Bob Cline did whisper to him that he should have mentioned the British and other USVUN contingents, but before he could rectify the omission, LaSalle and others were pillorying him for it.

Freeman had told the combat information center aboard Enterprise precisely what he wanted, and when the mists finally rose and disappeared at 1420, the three-component strike force from the carrier was on its way. Entering “flak alley” between the hills of Dien Bien Phu, the first wave, guided in by forward air controllers, dropped fuel air explosive bombs. Unlike napalm, the FAE consisted of dropping a huge blanket of vaporized fuel over the target and detonating it all at one instant.
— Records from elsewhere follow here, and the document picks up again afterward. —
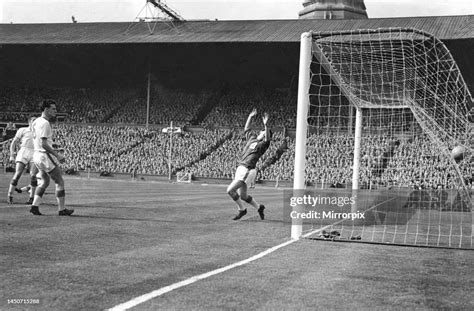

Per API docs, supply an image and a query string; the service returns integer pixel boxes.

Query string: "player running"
[7,117,38,204]
[227,109,271,220]
[30,99,74,216]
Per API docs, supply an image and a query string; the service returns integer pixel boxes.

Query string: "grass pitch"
[0,174,474,310]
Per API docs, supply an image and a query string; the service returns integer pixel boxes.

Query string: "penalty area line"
[107,240,304,311]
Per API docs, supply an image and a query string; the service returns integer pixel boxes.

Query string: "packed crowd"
[201,87,296,128]
[0,85,212,125]
[55,125,230,175]
[0,85,473,193]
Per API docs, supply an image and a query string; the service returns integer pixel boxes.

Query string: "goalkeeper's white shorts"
[33,151,57,173]
[15,148,34,165]
[234,165,257,186]
[234,165,250,182]
[245,168,257,188]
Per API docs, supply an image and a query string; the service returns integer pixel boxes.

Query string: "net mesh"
[305,29,473,248]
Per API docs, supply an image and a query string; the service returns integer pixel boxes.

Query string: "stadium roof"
[0,15,474,44]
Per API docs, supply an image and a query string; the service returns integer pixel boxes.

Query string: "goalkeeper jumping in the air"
[227,109,272,220]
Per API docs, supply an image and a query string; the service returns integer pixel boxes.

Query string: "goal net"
[288,28,473,248]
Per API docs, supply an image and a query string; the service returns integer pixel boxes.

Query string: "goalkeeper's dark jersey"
[239,130,270,169]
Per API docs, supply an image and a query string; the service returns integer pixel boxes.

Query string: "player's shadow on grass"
[69,214,177,223]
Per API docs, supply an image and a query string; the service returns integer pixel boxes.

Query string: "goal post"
[291,28,473,248]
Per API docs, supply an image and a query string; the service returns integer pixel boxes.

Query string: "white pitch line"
[107,198,393,311]
[108,240,298,311]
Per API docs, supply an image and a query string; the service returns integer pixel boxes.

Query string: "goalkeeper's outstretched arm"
[244,108,257,132]
[262,112,271,141]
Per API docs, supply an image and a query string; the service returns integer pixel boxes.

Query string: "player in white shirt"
[30,99,74,216]
[7,117,38,204]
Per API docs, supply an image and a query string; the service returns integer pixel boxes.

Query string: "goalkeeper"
[227,109,271,220]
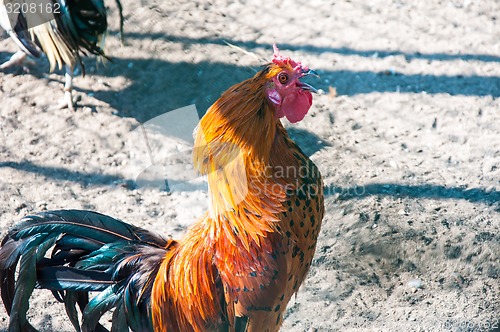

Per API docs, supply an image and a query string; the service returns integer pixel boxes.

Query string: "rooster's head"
[265,45,317,123]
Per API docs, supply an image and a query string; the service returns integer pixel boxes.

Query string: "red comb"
[273,44,309,71]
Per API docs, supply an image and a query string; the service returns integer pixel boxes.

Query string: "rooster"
[0,0,123,110]
[0,46,324,332]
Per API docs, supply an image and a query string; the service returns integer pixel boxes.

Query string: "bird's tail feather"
[0,210,170,331]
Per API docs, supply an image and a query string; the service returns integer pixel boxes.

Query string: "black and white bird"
[0,0,123,110]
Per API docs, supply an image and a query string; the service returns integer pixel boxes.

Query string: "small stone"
[407,279,423,289]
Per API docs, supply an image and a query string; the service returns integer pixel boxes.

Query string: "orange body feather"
[152,64,323,332]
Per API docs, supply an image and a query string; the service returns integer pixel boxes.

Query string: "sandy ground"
[0,0,500,332]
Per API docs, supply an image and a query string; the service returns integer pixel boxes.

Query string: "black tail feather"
[0,210,170,331]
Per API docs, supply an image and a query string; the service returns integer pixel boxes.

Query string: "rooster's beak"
[297,69,319,93]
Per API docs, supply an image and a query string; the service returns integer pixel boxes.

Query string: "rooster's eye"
[278,73,288,84]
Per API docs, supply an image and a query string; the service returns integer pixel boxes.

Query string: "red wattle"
[281,90,312,123]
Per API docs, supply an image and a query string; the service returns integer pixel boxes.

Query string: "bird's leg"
[61,65,75,111]
[0,51,26,69]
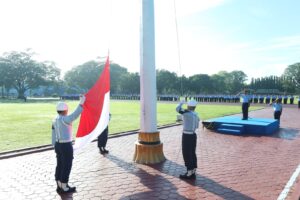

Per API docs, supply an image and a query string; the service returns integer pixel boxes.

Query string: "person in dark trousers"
[237,89,250,120]
[98,113,111,154]
[270,99,282,124]
[52,96,85,193]
[176,100,200,179]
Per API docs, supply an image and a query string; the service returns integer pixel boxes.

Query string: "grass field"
[0,101,260,152]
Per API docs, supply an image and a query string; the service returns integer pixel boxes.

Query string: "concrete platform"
[202,116,279,135]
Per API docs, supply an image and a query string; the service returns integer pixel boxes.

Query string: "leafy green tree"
[226,71,247,94]
[0,51,60,99]
[283,63,300,90]
[120,73,140,94]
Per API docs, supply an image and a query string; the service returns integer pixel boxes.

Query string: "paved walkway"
[0,107,300,200]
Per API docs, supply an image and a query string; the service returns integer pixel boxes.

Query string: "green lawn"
[0,101,260,152]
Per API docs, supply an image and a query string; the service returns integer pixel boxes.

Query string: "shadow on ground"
[107,154,253,200]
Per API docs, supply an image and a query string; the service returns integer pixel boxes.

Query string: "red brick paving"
[0,107,300,200]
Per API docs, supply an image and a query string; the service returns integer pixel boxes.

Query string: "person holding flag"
[52,96,85,193]
[176,99,200,179]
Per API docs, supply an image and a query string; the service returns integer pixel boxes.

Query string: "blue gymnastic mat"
[204,116,279,135]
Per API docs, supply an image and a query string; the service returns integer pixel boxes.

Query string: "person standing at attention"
[97,113,111,154]
[237,89,250,120]
[176,100,200,179]
[52,96,85,193]
[270,99,282,124]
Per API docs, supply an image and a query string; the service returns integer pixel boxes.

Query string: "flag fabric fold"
[73,57,110,150]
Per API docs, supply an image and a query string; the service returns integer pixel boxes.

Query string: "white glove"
[79,95,85,105]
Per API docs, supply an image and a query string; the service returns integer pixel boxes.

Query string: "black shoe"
[60,185,76,194]
[103,148,109,153]
[56,186,62,194]
[179,173,196,179]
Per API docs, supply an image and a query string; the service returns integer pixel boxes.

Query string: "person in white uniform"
[176,100,200,179]
[52,96,85,193]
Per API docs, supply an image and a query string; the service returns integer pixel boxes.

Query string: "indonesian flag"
[73,57,110,150]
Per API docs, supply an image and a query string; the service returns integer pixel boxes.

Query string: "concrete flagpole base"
[133,132,166,164]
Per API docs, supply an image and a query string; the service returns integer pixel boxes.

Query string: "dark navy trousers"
[54,142,73,183]
[182,133,197,170]
[98,126,108,148]
[242,103,249,119]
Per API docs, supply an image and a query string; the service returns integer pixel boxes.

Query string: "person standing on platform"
[52,96,85,193]
[176,99,200,179]
[98,113,111,154]
[290,95,294,104]
[237,89,251,120]
[270,99,282,124]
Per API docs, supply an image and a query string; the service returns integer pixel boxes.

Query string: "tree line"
[0,51,300,98]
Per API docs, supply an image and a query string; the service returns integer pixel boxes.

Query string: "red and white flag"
[73,57,110,150]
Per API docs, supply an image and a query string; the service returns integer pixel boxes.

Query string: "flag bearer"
[176,100,200,179]
[52,96,85,193]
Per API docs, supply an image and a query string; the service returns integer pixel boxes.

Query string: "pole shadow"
[107,155,253,200]
[57,193,73,200]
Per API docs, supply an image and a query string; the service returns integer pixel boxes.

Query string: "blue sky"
[0,0,300,79]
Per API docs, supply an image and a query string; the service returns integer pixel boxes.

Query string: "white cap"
[188,99,197,107]
[56,102,68,111]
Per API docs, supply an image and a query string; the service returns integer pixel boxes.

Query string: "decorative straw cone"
[133,132,166,164]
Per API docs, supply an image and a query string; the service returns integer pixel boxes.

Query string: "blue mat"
[202,116,279,135]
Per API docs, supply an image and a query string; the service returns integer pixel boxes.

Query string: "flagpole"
[133,0,165,164]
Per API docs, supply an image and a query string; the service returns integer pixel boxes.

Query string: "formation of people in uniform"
[52,89,300,193]
[107,93,295,104]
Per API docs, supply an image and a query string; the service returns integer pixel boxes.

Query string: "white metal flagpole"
[134,0,165,164]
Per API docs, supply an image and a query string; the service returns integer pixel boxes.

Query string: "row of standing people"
[52,90,300,193]
[191,94,295,104]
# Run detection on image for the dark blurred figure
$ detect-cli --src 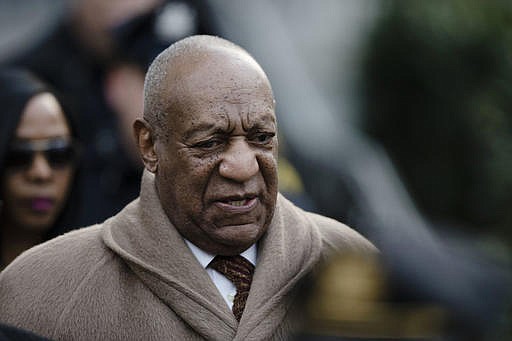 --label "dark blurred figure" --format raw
[0,324,50,341]
[293,250,508,341]
[7,0,218,225]
[0,69,79,269]
[362,1,512,340]
[363,1,512,252]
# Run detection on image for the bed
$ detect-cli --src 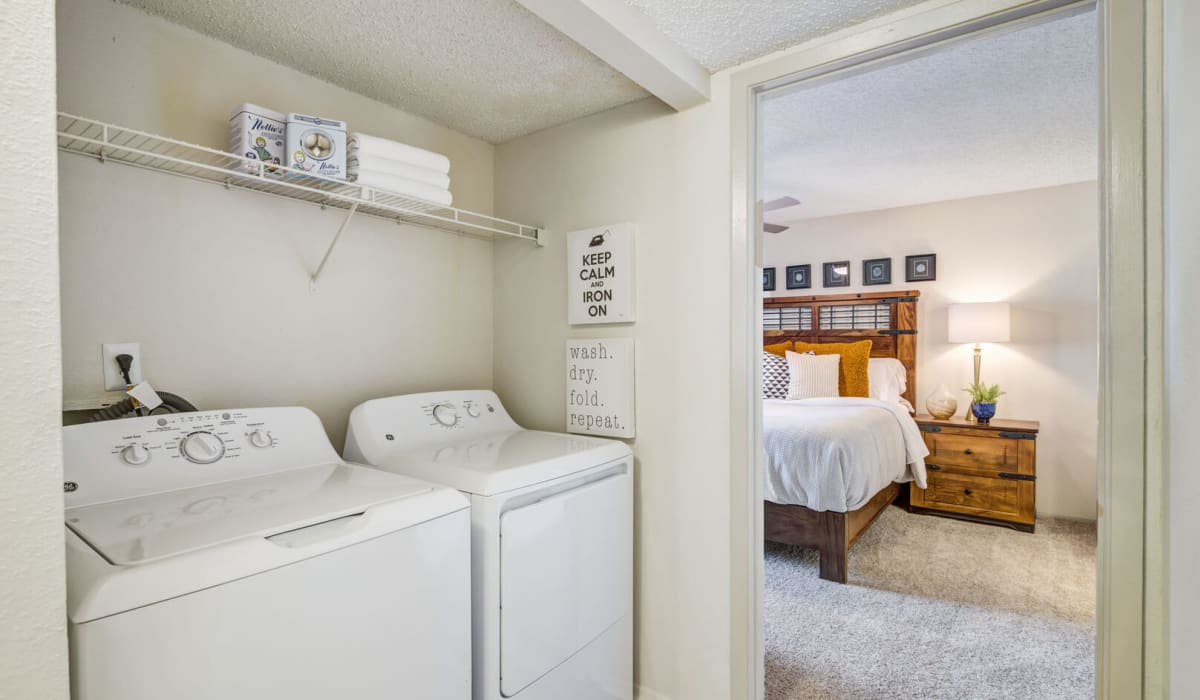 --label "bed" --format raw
[763,291,924,584]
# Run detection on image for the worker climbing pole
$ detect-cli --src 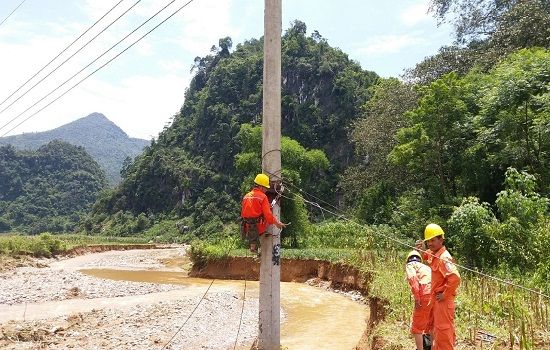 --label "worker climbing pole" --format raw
[258,0,282,350]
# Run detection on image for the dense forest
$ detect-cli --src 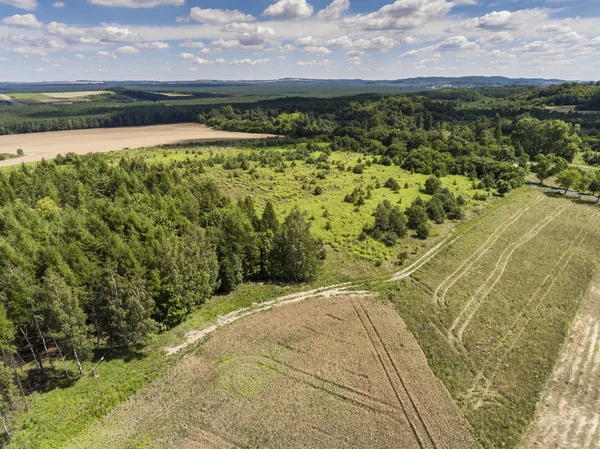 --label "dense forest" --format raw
[0,84,600,442]
[0,155,325,420]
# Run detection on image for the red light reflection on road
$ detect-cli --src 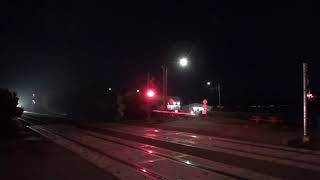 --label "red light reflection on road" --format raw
[145,133,157,138]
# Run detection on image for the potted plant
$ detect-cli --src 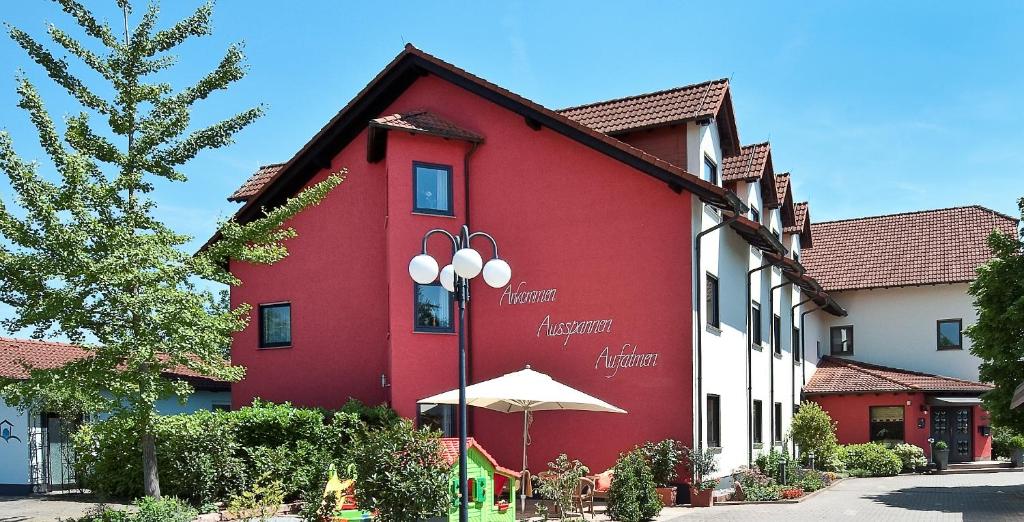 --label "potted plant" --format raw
[932,440,949,471]
[686,448,718,508]
[1010,435,1024,468]
[640,439,682,506]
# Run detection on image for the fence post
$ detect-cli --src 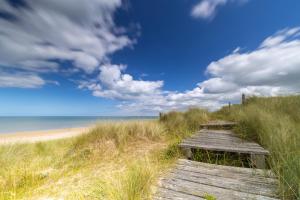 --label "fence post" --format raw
[242,94,246,105]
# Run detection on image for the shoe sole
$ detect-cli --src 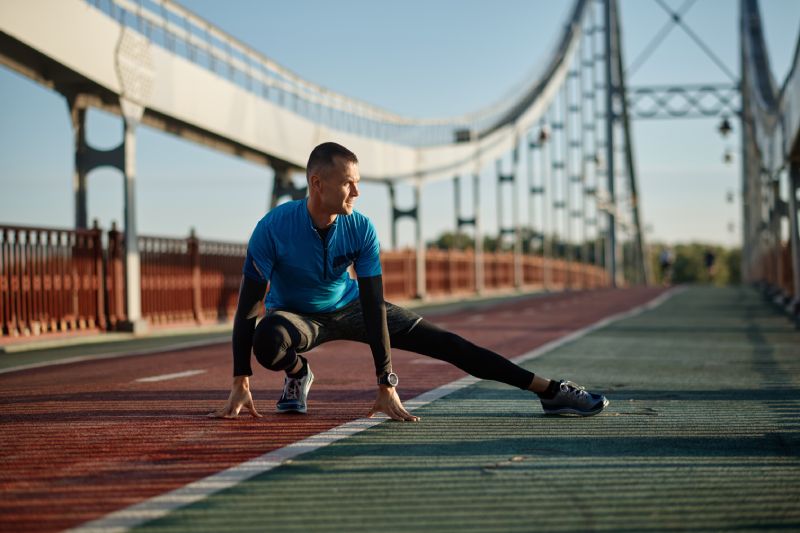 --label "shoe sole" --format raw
[275,369,314,415]
[542,399,609,416]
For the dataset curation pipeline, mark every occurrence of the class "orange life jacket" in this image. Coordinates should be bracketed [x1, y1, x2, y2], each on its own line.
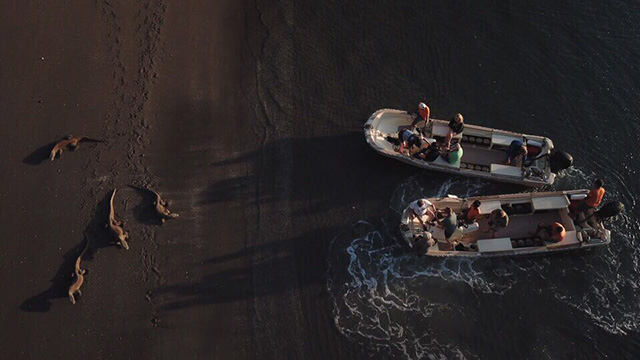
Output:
[584, 187, 605, 207]
[551, 222, 567, 242]
[418, 106, 431, 120]
[467, 206, 480, 220]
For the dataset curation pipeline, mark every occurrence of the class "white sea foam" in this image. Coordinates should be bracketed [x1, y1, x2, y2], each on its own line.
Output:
[328, 171, 640, 359]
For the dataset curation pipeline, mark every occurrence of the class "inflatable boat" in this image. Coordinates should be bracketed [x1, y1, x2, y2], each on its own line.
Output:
[400, 190, 624, 257]
[364, 109, 573, 187]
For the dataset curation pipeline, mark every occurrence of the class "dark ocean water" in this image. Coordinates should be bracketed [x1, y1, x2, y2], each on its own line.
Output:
[257, 1, 640, 359]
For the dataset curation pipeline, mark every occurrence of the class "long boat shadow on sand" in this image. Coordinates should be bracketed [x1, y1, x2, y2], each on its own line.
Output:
[153, 228, 336, 311]
[200, 132, 420, 214]
[22, 141, 57, 165]
[20, 192, 121, 312]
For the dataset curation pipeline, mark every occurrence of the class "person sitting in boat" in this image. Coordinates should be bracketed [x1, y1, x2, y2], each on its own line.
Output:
[576, 179, 606, 213]
[436, 206, 458, 248]
[486, 208, 509, 238]
[536, 222, 567, 243]
[409, 199, 436, 227]
[440, 142, 464, 165]
[398, 129, 422, 155]
[413, 141, 440, 162]
[504, 139, 531, 166]
[411, 102, 431, 131]
[444, 113, 464, 149]
[462, 200, 482, 224]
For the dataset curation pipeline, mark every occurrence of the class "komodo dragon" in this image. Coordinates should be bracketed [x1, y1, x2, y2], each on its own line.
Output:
[49, 135, 104, 161]
[69, 233, 89, 305]
[108, 189, 129, 250]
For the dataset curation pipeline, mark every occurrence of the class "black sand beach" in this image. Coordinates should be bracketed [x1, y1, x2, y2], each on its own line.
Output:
[0, 0, 640, 359]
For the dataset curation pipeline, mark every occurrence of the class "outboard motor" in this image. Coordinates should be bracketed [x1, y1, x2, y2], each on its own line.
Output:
[595, 201, 624, 220]
[549, 151, 573, 174]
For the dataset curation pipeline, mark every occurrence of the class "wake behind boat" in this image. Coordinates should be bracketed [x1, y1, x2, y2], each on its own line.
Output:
[364, 109, 573, 187]
[400, 190, 624, 257]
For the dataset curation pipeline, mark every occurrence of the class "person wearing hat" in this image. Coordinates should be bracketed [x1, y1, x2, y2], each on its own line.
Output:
[411, 102, 431, 131]
[409, 199, 436, 226]
[444, 113, 464, 149]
This burnt much of the vegetation off in one enormous blanket of intense fire, consuming any troops directly beneath it.

The second wave of fighter-bombers then streaked in, dropping five-hundred-pound Snakeye bombs, which denuded the target area of any trees still standing. The third wave then swept in and, with the hillside devoid of vegetation, looking from the air like huge patches of mange, the fighter-bombers dropped laser-guided and high-angled two-thousand-pound bombs directly into the gaping holes that were, or rather had been, the revetments for the Chinese guns. This, as Leigh-Hastings put it, “upset” the Chinese gunners inside, and made a mess of their guns as well, which the USVUN forces in the circle and DEF triangle greatly appreciated.

There was a problem, however, and to his credit, Freeman, playing devil’s advocate to his own strategy, realized it before anyone else at Dien Bien Phu. The problem was that this awesome attack upon the hillsides meant that if Wang was not to lose any more men in such clear-weather attacks, it had either better rain or Wang had to speed up his artillery and massed-attacks combination tactic to overwhelm the Dien Bien Phu garrison before the “gangster arsonist,” Freeman, burnt him out — driving him out of the hills.